J’ignorais que Viktor Orban me connaisse et ait lu mes livres. Au cours du déjeuner auquel il m’a invité au Parlement, le 16 mars dernier, il me disait : « Je pense que nous pourrions faire du bon travail ensemble. » Je me suis dit alors : une porte s’ouvre providentiellement, pourquoi ne pas m’y engouffrer et imaginer avec Orban une autre Europe ? Cette petite Hongrie de 10 millions d’habitants pourrait faire basculer ce continent et a déjà commencé de le faire. Pourquoi ne pas m’y investir ?

Avez-vous un plan d’action concret dans ce combat que vous souhaitez mener ?

Il était grand temps que quelqu’un réagisse et refuse de se laisser mener par le bout du nez par la poignée de technocrates de Bruxelles

Je ne crois pas être appelé à un combat politique. Tel n’est pas mon rôle en tant que prêtre et religieux, bien que je m’intéresse beaucoup à la politique et suive de très près l’actualité. Or je me rends compte que ce que fait la Hongrie – notamment l’accord avec le groupe de Visegrad « V4 » (Hongrie, Slovaquie, Pologne, République tchèque) – fraie un chemin vers une nouvelle Europe, respectueuse des identités, des frontières, des cultures et des langues. Il était grand temps que quelqu’un réagisse et refuse de se laisser mener par le bout du nez par la poignée de technocrates de Bruxelles aux ordres de la finance mondiale. Mon projet vise à encourager cette prise de distance vis-à-vis d’une mondialisation qui ne profite qu’aux milliardaires et au libre-échange sauvage généralisé.

Le deuxième problème est celui de l’islamisation exponentielle de l’Europe. Il faut oser parler vrai (lire mon pamphlet : « J’accuse »), et encourager ceux qui ont le courage de résister. Enracinée dans le judéo-christianisme, l’Europe possède un trésor de culture et d’humanisme qu’il faut à tout prix sauver ! Ce continent a été à la pointe de la civilisation, non seulement sur les plans technique et scientifique, mais aussi au niveau humain, moral et spirituel. Le christianisme – bien qu’aujourd’hui en perte de vitesse – a été un élément essentiel de cette réussite. Il aurait toujours quelque chose d’essentiel à donner, à condition de passer par une triple réforme, comme je l’exprimais au Pape Benoît XVI, dans la lettre que je lui adressais en 2007. Mon rôle pourrait consister à soutenir – dans une toute petite mesure – les valeurs spirituelles et humaines dont l’Europe est porteuse.
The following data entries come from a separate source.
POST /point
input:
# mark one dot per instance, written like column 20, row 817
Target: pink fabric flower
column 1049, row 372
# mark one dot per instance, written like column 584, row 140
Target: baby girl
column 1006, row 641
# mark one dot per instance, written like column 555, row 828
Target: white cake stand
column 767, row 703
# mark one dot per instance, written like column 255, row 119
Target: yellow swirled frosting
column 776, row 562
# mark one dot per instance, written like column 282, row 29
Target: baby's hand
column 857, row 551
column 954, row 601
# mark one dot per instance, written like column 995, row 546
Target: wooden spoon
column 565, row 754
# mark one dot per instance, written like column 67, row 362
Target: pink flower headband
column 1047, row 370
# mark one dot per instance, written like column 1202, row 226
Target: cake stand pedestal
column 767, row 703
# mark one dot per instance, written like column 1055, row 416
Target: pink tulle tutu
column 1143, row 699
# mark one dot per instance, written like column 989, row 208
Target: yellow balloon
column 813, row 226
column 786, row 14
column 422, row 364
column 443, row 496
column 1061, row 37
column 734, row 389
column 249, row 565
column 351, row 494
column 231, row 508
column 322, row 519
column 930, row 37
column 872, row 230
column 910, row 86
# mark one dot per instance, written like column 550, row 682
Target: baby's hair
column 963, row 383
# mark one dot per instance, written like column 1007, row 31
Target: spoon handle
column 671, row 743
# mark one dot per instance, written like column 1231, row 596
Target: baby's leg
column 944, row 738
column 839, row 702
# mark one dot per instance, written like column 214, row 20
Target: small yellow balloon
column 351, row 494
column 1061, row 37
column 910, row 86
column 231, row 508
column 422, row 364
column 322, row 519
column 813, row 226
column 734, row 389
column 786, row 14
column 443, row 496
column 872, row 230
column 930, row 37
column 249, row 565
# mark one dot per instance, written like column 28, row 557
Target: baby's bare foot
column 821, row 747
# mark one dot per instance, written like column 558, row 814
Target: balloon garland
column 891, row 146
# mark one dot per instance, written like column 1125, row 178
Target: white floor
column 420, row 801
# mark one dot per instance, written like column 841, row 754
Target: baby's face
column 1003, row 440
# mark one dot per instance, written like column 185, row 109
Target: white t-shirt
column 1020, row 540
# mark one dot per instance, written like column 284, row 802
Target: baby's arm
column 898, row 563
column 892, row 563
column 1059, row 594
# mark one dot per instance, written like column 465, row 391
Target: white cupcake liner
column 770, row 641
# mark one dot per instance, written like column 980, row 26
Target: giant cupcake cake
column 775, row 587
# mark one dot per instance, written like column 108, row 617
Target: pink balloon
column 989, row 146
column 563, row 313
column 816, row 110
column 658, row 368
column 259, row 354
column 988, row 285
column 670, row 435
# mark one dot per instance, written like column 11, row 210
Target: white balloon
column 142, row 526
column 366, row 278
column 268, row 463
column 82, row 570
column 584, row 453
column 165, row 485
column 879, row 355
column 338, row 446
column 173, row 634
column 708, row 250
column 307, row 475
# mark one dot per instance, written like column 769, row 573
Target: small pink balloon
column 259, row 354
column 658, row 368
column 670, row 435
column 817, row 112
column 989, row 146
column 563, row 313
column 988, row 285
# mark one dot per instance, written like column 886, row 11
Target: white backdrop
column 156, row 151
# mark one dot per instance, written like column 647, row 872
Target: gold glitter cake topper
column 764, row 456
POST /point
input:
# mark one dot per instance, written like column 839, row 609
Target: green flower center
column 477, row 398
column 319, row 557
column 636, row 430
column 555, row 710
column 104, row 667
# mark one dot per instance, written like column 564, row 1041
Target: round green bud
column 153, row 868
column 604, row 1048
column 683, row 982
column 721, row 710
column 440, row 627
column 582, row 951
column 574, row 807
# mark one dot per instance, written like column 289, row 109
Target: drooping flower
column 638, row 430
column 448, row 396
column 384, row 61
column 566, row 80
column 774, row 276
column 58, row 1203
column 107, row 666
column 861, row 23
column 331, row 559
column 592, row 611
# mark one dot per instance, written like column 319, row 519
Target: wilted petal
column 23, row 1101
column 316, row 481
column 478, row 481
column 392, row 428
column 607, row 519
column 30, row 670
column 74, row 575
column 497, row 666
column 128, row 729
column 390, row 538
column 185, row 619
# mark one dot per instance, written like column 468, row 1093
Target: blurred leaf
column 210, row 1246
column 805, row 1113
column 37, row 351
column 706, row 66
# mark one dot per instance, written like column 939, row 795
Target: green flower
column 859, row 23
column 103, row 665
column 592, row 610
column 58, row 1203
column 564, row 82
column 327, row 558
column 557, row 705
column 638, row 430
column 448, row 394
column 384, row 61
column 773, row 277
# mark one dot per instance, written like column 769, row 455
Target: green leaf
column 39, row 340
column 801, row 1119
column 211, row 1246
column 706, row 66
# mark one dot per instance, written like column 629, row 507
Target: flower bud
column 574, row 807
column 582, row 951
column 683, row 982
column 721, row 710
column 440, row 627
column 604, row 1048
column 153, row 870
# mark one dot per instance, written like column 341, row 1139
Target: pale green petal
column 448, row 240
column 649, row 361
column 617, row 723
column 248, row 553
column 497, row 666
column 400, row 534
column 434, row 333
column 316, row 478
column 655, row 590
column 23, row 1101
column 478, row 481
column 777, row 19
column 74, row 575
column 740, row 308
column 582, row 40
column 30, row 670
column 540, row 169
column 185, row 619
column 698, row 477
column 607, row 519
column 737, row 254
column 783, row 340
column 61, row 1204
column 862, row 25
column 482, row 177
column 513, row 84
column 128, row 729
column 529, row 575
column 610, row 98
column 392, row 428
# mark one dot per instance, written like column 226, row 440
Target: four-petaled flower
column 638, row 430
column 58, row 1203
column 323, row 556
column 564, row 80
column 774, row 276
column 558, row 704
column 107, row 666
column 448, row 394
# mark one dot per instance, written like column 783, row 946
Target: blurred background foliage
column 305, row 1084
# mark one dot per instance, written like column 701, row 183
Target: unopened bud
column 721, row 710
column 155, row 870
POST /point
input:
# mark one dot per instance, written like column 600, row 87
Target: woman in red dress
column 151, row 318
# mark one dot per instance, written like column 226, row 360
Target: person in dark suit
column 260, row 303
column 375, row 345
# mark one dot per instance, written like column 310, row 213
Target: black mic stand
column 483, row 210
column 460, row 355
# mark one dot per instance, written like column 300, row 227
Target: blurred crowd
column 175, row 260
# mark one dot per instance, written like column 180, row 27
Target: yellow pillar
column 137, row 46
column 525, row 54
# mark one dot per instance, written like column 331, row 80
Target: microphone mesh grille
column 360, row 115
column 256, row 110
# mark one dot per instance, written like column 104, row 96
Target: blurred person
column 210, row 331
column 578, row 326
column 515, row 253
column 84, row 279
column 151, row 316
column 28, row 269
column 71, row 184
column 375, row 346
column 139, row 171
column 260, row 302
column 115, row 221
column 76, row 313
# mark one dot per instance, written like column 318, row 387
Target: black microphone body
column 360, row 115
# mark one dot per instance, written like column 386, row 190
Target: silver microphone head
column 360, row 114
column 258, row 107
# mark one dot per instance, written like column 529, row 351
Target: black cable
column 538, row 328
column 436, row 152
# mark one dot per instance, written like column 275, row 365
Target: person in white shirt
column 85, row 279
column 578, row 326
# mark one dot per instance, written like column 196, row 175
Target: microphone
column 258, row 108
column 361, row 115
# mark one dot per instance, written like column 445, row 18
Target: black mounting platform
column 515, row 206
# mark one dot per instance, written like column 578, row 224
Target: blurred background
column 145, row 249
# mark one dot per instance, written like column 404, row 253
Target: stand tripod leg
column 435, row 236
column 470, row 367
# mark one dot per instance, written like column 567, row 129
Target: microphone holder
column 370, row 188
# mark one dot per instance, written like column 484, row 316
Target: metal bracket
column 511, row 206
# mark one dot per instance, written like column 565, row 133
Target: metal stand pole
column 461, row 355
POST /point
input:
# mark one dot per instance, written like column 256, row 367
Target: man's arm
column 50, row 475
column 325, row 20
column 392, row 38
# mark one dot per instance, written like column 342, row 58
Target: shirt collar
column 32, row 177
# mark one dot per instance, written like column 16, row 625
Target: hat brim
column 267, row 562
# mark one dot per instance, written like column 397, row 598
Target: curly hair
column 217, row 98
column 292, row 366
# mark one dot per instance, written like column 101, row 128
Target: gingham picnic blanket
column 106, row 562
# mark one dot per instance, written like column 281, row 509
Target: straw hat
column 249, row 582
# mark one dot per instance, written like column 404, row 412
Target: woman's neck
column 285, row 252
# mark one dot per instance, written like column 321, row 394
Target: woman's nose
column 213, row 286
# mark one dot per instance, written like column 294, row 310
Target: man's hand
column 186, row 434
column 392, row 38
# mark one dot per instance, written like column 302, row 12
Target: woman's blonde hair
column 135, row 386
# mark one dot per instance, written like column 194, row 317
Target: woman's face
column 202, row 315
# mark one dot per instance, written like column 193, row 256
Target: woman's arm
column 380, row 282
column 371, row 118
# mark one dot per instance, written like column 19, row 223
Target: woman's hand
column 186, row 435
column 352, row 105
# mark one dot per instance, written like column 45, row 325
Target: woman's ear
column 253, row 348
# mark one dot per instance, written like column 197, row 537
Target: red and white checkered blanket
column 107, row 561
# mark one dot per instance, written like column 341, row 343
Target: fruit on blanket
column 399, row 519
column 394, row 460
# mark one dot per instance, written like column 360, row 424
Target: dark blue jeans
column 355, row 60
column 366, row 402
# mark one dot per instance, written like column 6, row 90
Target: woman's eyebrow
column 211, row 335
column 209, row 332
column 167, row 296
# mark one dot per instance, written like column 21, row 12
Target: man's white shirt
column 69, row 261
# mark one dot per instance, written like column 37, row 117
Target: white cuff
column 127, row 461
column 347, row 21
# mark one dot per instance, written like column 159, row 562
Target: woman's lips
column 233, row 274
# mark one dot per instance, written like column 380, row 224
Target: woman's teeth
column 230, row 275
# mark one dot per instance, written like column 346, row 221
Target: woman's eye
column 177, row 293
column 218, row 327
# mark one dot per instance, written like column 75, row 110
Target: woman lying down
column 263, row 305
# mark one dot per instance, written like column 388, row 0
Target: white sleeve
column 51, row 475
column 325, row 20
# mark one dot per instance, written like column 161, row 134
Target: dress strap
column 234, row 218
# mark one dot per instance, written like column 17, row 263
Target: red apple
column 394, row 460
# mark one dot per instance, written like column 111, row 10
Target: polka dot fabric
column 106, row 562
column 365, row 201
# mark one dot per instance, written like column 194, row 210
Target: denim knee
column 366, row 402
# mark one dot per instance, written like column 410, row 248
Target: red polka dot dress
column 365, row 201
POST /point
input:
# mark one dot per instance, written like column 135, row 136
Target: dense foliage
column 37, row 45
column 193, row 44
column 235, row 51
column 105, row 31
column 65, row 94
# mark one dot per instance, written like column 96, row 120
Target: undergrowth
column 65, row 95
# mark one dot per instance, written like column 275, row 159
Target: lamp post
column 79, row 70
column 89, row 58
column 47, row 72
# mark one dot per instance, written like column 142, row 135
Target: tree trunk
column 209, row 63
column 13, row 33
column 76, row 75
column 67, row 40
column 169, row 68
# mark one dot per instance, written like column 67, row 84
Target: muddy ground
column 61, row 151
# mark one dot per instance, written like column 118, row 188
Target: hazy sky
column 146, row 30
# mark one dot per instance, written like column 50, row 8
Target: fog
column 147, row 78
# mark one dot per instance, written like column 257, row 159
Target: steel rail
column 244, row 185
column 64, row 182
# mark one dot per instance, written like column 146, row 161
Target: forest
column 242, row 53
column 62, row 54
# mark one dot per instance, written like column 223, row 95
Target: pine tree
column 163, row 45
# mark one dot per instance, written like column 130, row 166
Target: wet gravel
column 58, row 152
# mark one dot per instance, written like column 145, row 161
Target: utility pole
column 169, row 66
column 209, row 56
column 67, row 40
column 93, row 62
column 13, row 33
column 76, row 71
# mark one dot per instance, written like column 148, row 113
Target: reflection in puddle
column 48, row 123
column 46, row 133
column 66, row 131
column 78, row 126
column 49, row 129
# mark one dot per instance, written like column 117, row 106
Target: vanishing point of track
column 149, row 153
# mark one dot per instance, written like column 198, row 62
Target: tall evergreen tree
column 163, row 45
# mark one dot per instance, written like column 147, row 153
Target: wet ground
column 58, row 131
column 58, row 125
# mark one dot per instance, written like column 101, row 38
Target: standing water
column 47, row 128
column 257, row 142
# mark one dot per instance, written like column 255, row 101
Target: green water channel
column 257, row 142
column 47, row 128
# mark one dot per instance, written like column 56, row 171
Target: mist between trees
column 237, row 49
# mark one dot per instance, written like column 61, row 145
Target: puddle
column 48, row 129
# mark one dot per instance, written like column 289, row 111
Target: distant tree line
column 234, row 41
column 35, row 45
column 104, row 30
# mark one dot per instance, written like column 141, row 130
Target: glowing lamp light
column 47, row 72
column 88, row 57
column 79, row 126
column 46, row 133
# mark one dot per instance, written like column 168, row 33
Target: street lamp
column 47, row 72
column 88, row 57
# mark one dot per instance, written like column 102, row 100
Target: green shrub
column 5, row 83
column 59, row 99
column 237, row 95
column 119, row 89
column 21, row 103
Quel sentiment vous procure le fait d’être hongrois ?

je me sens sur la même longueur d’onde que ce peuple

Il ne s’agit pas de sentiment, c’est beaucoup plus profond. Au-delà de l’obstacle de la langue, que je ne posséderai sans doute jamais, je me sens sur la même longueur d’onde que ce peuple. Ma nouvelle citoyenneté concrétise une empathie spontanée.

Par ailleurs, comme je crois à la Providence, je pense que le fait que Viktor Orban m’ait envoyé jusqu’à Alexandrie son vice premier ministre pour m’inviter à le rencontrer est pour moi un signe. Tant que le Seigneur me donnera un brin de santé et une tête qui fonctionne, je m’investirai à plein dans cette aventure dont les enjeux sont énormes.

Vue d’Égypte, que pensez-vous de l’Europe ?

ce que le monde arabe ne parvient pas à réaliser, il cherche à le démolir… 

Le monde arabe éprouve pour l’Europe une profonde admiration. Je lisais récemment dans une revue koweïtienne un article en arabe intitulé : « Un jour, on regrettera l’Europe ». L’auteur constatait avec tristesse que celle-ci était menacée d’effondrement, et un tel scénario représentait pour lui une véritable catastrophe.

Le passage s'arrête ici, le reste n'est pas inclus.